Assembly Management Tutorial
An assembly represents a group of related genomic sequence and annotated features on that sequence. The assembly itself has a name and a few configuration options for representing this dataset. Assemblies can also be used to share datasets with a group of users.
A name and version is required for every assembly. After submitting the form, your new assembly will be listed in the assemblies table with links to assembly details and edit form.
GxSeq stores NCBI taxonomy names for use with assemblies. The name field will autocomplete from this dataset. If you can't find the species you are studying, or this is a multi-organism assembly, you can type any descriptive name in the field.
The same organism may be uploaded multiple times into the site. To help differentiate, each assembly requires a version along with the name. For example Arabidospsis thaliana might have TAIR version 9 and TAIR version 10. This should be concise but it can be any text you choose. Version numbers are displayed in parenthesis after the assembly name: TAIR (10)
If you want to share this assembly and its data with other users, assign it to a group. All of the users in this group will have access to the assembly.
You can update your assemblies at any time by clicking the Edit link in the assembly listing. All assembly attributes can be changed at any time.
Sequence can be any string of nucleotides applicable to your experiment. Chromosomes, scaffolds and de-novo assembled transcripts are all valid. New sequence must be uploaded to an existing Assembly in FASTA format.
Start by clicking 'Add Sequence' on the assembly details page.
After selecting a FASTA file from you local system, a preview of the sequence will be displayed. A button below the preview 'Check Format' will show how the sequence accession and description will be parsed by the database.
If you are loading sequence for denovo contigs from an RNA-Seq experiment, or another source of sequence with no annotation, you may want to add a feature to each contig. Entering a feature name into the Feature Type field will create these features for you automatically. For Transcriptome studies, we suggest using mRNA as the feature type. These features will be used to upload expression and functional annotation data for transcriptome.
If you want to rename the contigs you can enter a prefix in the 'Re-number Prefix' field. Contigs will be enumerated and given unique names with your prefix + enumeration. For example the prefix "Contig" will create names:
Contig000001, Contig000002 ...
The format used to pad zeros can also be changed. By default it is your prefix followed by a six digit padded decimal.
Features represent interesting regions of genomic sequence. They may have functional annotations, multiple locations, and expression data assigned to them.
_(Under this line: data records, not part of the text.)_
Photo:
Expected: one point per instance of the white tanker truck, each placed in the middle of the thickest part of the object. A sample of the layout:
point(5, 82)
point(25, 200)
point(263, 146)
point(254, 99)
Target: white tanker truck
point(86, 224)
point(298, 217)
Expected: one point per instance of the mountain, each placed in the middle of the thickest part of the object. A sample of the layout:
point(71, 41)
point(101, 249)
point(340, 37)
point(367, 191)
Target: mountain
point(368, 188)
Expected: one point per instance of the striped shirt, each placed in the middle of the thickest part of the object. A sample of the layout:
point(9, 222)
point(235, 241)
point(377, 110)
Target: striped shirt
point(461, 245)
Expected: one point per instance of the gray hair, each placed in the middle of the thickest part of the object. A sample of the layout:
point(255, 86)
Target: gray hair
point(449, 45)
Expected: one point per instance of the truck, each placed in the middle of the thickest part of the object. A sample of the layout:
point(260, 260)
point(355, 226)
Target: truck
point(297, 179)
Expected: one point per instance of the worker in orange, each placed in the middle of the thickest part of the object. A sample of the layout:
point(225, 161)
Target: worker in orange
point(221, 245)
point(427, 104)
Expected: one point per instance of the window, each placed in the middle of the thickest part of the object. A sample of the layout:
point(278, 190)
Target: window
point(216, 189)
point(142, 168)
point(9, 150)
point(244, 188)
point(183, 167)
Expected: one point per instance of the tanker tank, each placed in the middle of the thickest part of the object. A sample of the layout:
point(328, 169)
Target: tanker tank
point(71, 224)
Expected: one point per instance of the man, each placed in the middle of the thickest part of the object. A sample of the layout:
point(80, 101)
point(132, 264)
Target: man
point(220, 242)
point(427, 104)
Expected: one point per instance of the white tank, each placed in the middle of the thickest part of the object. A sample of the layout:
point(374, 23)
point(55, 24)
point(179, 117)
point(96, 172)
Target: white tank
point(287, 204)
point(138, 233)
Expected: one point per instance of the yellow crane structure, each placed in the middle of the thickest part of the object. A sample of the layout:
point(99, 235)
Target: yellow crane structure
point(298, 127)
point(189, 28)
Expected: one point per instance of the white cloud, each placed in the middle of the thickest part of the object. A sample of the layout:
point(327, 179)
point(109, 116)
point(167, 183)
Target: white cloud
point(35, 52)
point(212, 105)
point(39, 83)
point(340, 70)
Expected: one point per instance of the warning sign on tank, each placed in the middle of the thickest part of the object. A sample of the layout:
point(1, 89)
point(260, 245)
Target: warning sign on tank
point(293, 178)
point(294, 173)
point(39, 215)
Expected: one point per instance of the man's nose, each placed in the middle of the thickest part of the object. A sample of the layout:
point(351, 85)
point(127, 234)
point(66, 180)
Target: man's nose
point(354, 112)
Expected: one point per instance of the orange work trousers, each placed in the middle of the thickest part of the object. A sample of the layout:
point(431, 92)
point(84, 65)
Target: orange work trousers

Generally expression data is assigned to features of type Gene or mRNA. Features must be uploaded onto existing sequence in the GFF format.
Start by clicking 'Add Features' on the assembly details page.
It is important to match the sequence identifiers in the GFF file with the sequence identifiers in GX. To assist with this, GX stores Concordance Sets or alias files of Sequence ID's. A default concordance set is creating when sequence is uploaded. Additional concordance sets can be created with a simple cut and paste interface as described below.
GFF files have 1 start and stop position per line. Annotations in GxSeq can have multiple locations. To help convert GFF entries an ID attribute can be selected. Only this first entry for each unique value will be entered. Subsequent GFF entries with the same ID value will only have their locations recorded.
It some feature types in the file are not important or will add clutter to visual representations they can be skipped during load.
After selecting your GFF file a preview and results of database lookup will be displayed. It is important to check these results and address any issues.
After upload, the features listing will include your new data. You can view details pages for each feature or visualize them in the genomic context. The features will also be available for further annotation and expression upload.
You may want to load data that has sequence identifiers different from the database accessions. Concordance sets allow you to do this. You will need to enter a table of ID's with 1 row per sequence. Each row should contain the current database ID, followed by the new alias in your file.
Start by clicking 'New Concordance' on the concordance set listing
Aliases can be comma, tab or whitespace delimited. After creating a new concordance, you can use it to upload feature data or sample files such as aligned reads in BAM format.